Good to see old friends: SW Endurance there again which was fab; Libby's (under the Polypads banner); Equafleece (www.equafleece.co.uk) back again after a gap of some 5?? years; I've still got my doggie coats I got from them when they were last there plus the hi viz top I bought & all still as good as new (apart from where puppy decided to chew on big dog's jacket, but they'll repair apparently if you bung it in the post to them) - good that they're locally based in the Westcountry and their products are sooooo lovely plus you get fab customer service; also Badminton Feeds - good advice here; Wychanger Barton etc etc. Then there was that lovely stall where if you're looking particularly jaded they'll give you a go on one of their massage things - perfect! Plus the guy's doing shoe shining. Fab!!
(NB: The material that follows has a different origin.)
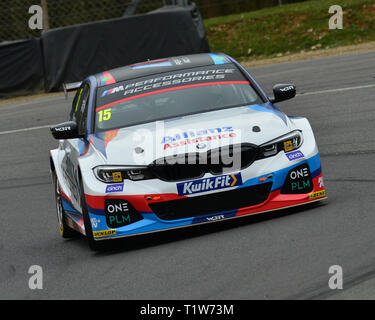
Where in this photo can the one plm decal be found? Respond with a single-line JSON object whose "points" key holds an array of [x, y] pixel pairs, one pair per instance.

I have to confess I spent rather a lot on the hi-viz this time: I'm a bit of a blinger about it and have been meaning to rig us out in the "Polite" range; so good to see the Equisafety (www.equisafety.co.uk) stall back again. 

New faces were good to see as well though; did anyone dabble into the stall where they were selling these bio-energey things; where you had to balance on one leg and the guy tried to push your arm down and then you had to hold this "thingey" and the second time round it was a lot easier? Do you know the one I mean? Sorry haven't explained very well. I've got the leaftlet and intend to research that a lot more coz I was quite impressed by that. Its like a bracelet thing you wear and they've also done a lot of research on horses.

Another face, or should I say pair of faces I was very glad to meet up with again was Ginny and Dean on their stand with their wonderful saddles (www.thepainfreehorse.co.uk). More like old friends really; but its not often that you get this sort of customer & after sales service nowadays and the proof of the pudding is in the eating coz I never knew my horse had such a lovely elevated trot as he's had in one of their saddles, plus my dicky back is a lot better. 

Also very good to see Vanessa Bee both on the Horse Agility stand and also doing the demo's - she did a demo at the riding club I'm in. Pity the Australian Horsemanship demo on the Saturday wasn't until later on in the afternoon though; a great pity and wished this had been scheduled earlier in the day. 

Anyone else got any thoughts/comments? Anyone else had to re-mortgage the house coz they've overspent a bit?


----------



## criptic (5 December 2011)

it would be worth checking out!


----------